In a statement, the Kremlin said Yuri Borisov, who had headed Roscosmos since July 2022, had been replaced Dmitry Bakanov, a deputy transport minister who ran a satellite company before joining the government.
Kremlin spokesman Dmitry Peskov said later on Thursday that the Kremlin had no complaints against Borisov and that his removal was a “rotation”.
“This corporation has to develop dynamically, that’s why there is rotation,” Peskov said.
Ever since Soviet cosmonaut Yuri Gagarin became the first man to go into space in 1961, Russia has prided itself as a leading power in space exploration. But its ambitions suffered a massive blow in August 2023 when its uncrewed Luna-25 mission smashed into the surface of the moon while attempting to land.
Borisov, despite that failure, had laid out ambitious plans for the coming years as Russia prepares to launch its own orbital space station. The new project will replace the ageing International Space Station where Russia has collaborated closely with the United States even after relations were plunged into crisis because of the war in Ukraine.
Last year Borisov approved a schedule under which the first two modules of the new Russian station would launch in 2027. Russia has said it plans to maintain a continuous crewed presence in space and conduct scientific, economic and security-related projects that were not possible in the Russian segment of the ISS.

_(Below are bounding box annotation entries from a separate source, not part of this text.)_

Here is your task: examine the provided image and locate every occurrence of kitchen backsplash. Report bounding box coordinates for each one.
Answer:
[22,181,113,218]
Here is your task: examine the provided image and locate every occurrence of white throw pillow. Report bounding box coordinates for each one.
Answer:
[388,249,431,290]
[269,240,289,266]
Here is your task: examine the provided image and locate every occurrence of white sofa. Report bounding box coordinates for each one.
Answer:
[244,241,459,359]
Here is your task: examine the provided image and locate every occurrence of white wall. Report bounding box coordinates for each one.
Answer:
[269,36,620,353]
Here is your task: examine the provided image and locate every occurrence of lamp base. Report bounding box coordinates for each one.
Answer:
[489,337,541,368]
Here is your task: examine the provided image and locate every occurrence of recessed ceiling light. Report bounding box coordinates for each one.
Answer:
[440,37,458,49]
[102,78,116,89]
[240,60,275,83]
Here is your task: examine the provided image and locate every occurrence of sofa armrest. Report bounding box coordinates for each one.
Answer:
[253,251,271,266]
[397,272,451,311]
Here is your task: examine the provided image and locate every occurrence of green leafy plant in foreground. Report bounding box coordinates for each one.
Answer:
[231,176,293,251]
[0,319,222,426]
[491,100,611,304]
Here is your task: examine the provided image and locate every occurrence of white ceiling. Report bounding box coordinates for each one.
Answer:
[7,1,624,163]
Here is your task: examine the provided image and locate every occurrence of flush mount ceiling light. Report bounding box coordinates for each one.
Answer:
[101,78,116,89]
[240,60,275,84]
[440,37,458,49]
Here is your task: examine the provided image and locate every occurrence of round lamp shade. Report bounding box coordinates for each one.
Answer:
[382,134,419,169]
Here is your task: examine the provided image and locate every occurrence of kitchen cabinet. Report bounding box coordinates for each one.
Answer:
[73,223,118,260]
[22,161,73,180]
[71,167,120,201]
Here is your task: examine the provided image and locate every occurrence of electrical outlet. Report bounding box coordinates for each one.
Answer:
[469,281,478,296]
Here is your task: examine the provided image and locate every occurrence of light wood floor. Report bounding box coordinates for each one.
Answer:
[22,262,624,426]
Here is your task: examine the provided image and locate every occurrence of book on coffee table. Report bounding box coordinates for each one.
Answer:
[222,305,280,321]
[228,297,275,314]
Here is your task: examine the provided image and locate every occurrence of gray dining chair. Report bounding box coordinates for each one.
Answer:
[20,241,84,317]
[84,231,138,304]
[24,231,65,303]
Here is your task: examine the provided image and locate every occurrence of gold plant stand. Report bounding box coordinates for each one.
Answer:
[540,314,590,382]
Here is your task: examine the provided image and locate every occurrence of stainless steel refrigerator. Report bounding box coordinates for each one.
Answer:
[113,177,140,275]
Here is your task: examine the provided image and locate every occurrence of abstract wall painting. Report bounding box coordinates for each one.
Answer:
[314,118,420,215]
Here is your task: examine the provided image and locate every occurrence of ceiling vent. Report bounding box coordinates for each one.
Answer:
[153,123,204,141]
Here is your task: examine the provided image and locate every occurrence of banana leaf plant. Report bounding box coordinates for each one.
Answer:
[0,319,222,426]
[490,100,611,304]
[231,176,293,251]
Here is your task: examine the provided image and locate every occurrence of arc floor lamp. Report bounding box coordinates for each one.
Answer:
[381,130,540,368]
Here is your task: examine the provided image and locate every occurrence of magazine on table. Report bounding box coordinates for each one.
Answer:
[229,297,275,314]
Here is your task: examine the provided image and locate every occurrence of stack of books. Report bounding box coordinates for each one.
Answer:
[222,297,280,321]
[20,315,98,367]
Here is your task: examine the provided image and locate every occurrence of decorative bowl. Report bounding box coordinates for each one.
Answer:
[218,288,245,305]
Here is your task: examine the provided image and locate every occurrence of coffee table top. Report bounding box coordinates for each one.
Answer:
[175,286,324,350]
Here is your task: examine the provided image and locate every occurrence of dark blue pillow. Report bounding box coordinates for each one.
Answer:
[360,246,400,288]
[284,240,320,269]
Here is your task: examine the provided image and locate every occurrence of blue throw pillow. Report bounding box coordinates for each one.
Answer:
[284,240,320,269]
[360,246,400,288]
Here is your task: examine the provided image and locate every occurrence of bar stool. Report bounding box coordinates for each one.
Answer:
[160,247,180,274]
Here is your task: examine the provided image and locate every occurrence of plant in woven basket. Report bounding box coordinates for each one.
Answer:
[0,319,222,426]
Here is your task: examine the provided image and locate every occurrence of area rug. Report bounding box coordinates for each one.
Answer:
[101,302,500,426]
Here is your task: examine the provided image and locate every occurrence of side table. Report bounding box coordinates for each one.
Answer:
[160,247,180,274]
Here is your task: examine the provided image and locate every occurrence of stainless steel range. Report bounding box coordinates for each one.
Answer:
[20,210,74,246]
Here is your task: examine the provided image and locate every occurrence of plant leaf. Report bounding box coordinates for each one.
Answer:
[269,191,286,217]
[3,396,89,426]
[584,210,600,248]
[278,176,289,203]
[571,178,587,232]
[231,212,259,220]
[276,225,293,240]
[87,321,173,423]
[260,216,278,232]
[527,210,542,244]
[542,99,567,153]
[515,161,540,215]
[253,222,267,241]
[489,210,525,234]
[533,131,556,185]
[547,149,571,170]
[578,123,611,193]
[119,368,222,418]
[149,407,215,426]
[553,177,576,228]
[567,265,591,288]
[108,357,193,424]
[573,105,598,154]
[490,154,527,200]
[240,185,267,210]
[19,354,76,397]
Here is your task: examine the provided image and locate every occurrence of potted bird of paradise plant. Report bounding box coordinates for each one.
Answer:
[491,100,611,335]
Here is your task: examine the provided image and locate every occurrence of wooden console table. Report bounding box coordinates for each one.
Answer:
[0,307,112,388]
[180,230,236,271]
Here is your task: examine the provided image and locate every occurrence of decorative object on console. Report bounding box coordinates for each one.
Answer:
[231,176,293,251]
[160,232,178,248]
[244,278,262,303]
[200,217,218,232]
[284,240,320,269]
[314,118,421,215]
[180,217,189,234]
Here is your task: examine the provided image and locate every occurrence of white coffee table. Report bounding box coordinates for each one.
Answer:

World powers are competing not only to explore space but also potentially to deploy weapons there. With the looming expiry in 2026 of the last major agreement between Russia and the U.S. that limits their number of nuclear weapons, each side has accused the other of plans to unleash an arms race in space.
Borisov, the outgoing boss, formerly served as a deputy defence minister under Sergei Shoigu, who was last year replaced by President Vladimir Putin and moved to a new role as secretary of Russia’s Security Council,
His replacement Bakanov is the former head of a company called Gonets, which operates a Russian satellite communications system similar to the U.S. Starlink, but much smaller in size and used mainly for government purposes.
The company was the Russian partner in OneWeb, a global satellite communications project. Russia had planned to actively participate in One Web but pulled out in 2018 after the FSB intelligence agency said it was a threat to national security.